Лев всё ещё пытается уложить увиденное и услышанное в голове. И снова, не в силах справиться с собой, неудержимо прыскает:
— Да вы шутите, что ли?
Но тут справа от них, из дверного прохода, открывающегося в прилегающий коридор, раздаётся женский голос:
— Мистер Кавено, наши подопечные начинают волноваться. Мне впустить их?
Лев видит, как из-за спины полной женщины, вытягивая шеи, выглядывают какие-то ребята.
— Одну минуту, пожалуйста, — говорит Кавено женщине, потом улыбается Леву. — Как видишь, им не терпится познакомиться с тобой.
— Кому?
— Десятинам, конечно. Мы тут конкурс проводили, и семеро были избраны, чтобы лично приветствовать тебя.
Кавено говорит таким тоном, словно Леву самому должно быть обо всём известно. Но для мальчика всё это как снег на голову.
— Десятинам?
— Ну, вообще-то это бывшие десятины. Спасённые по пути в заготовительные лагеря.

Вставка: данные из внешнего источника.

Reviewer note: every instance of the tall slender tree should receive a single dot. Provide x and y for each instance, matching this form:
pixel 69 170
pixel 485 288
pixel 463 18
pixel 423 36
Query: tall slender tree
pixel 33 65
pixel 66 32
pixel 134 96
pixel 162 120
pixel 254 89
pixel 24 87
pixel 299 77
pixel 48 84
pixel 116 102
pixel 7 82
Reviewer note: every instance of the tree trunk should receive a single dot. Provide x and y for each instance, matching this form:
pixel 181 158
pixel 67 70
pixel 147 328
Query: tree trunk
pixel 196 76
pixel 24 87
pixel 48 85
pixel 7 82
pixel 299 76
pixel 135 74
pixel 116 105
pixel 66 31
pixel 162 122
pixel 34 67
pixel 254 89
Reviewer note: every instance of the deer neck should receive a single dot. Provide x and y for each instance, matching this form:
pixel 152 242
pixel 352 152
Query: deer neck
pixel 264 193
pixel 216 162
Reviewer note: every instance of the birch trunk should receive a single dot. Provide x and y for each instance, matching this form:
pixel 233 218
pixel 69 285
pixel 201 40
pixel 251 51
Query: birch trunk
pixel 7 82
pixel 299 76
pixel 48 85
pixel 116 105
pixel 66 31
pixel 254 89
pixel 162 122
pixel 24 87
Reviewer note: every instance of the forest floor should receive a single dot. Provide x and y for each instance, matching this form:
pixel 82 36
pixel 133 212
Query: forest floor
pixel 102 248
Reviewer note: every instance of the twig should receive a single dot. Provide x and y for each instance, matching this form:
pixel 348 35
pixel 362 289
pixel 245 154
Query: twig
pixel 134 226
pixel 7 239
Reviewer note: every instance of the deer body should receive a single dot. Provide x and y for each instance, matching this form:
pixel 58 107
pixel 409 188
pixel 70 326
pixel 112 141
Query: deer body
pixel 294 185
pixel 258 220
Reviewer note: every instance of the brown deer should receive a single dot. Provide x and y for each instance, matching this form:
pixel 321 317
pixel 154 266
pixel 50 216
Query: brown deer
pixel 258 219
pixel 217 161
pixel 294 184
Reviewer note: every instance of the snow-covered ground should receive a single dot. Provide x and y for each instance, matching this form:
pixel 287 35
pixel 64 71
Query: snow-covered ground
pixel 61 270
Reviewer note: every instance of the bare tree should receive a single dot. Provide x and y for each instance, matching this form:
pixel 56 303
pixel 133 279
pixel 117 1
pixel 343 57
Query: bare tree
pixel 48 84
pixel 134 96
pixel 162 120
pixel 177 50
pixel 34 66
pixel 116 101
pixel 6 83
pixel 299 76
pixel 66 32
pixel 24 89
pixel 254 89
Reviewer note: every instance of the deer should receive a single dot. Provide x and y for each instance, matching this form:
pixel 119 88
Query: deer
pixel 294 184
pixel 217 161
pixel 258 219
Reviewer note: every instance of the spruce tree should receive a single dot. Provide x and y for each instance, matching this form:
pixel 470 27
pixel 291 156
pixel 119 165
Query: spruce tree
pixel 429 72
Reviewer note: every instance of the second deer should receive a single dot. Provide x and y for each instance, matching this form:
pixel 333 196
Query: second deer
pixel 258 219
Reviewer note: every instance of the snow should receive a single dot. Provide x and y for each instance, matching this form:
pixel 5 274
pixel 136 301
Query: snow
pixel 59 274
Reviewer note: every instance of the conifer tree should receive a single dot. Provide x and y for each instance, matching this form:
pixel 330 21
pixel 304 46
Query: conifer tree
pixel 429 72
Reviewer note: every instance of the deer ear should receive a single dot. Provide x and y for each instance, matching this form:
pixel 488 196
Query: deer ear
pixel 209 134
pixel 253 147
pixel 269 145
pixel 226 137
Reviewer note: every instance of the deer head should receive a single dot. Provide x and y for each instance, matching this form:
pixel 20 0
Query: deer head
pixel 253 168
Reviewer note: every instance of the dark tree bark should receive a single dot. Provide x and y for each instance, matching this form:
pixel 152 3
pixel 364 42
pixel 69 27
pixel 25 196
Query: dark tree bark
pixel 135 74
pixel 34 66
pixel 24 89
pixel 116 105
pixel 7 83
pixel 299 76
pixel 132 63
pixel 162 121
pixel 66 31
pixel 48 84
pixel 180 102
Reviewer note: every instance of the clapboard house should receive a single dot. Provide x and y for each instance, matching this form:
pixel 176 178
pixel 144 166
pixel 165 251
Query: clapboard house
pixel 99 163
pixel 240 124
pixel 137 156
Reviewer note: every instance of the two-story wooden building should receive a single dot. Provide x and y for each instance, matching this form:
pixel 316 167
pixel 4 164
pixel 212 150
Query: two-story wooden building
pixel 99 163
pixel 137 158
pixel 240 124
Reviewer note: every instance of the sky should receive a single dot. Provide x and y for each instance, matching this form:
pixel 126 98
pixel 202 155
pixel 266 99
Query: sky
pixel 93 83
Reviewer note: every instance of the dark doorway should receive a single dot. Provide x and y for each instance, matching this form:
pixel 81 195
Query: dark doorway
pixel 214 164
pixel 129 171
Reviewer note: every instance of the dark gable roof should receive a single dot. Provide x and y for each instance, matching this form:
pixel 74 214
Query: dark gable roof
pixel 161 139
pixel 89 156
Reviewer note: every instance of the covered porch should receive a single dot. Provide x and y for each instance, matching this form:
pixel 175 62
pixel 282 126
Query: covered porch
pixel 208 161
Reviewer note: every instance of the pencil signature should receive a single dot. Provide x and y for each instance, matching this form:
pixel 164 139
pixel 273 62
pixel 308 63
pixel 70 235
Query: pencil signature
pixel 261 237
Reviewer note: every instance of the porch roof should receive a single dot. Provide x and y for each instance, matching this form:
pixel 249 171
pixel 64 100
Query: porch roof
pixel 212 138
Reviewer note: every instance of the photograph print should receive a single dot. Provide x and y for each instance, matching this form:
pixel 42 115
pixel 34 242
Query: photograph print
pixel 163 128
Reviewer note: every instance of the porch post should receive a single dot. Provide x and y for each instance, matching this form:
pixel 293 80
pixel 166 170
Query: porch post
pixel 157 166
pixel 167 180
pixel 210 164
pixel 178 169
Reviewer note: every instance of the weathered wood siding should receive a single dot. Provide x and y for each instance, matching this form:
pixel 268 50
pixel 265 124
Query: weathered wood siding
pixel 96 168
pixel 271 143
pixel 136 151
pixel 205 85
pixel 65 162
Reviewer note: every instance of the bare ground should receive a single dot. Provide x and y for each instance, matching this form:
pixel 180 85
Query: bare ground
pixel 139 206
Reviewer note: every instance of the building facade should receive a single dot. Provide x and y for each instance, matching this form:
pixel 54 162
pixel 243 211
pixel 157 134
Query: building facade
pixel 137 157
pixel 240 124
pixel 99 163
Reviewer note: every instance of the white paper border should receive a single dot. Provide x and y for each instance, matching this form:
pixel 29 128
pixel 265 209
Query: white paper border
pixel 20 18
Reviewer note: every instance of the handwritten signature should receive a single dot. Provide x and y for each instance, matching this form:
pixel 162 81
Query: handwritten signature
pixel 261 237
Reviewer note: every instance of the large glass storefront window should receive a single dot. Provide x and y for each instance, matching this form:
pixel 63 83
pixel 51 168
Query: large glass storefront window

Наконец, в голове у Лева щёлкает выключатель, и кое-что становится ему понятным:
— Орган-пираты! Орган-пираты, которые якобы охотятся за десятинами!
— Совершенно верно, орган-пираты, — молвит Кавено. — Правда, насколько мне известно, никому из них пока ещё не удалось захватить ни одной десятины. Но для прикрытия эта легенда — то, что надо. Инспекция по делам несовершеннолетних лает не на то дерево.
А Лев-то всегда думал, что исчезнувшие по дороге в лагеря десятины попадают на чёрный рынок! Ему и в голову не приходило, что их спасают.
— Ну как, готов встретить нашу маленькую команду полномочных представителей?
— Валяйте, почему нет.
Кавено подаёт знак женщине, та впускает ребят. Дети входят в зал чинной процессией, однако, они не в силах скрыть свой брызжущий через край энтузиазм. Все одеты в яркие цвета — с явным умыслом. Ни у единого нет даже белого пятнышка в одежде. Лев стоит и таращит глаза, пока ребята подходят к нему по одному и приветствуют его. Впрочем, кое-кто из них тоже только пялится на Лева и способен лишь дёрнуть головой — у них от ошеломления язык отнялся. Остальные трясут ему руку с такой силой, что, кажется, ещё немного — и оторвут напрочь. Один из мальчиков так нервничает, что спотыкается и едва не падает к ногам высокого гостя; оправившись, бедняга отходит в сторону, пунцовый, как свёкла.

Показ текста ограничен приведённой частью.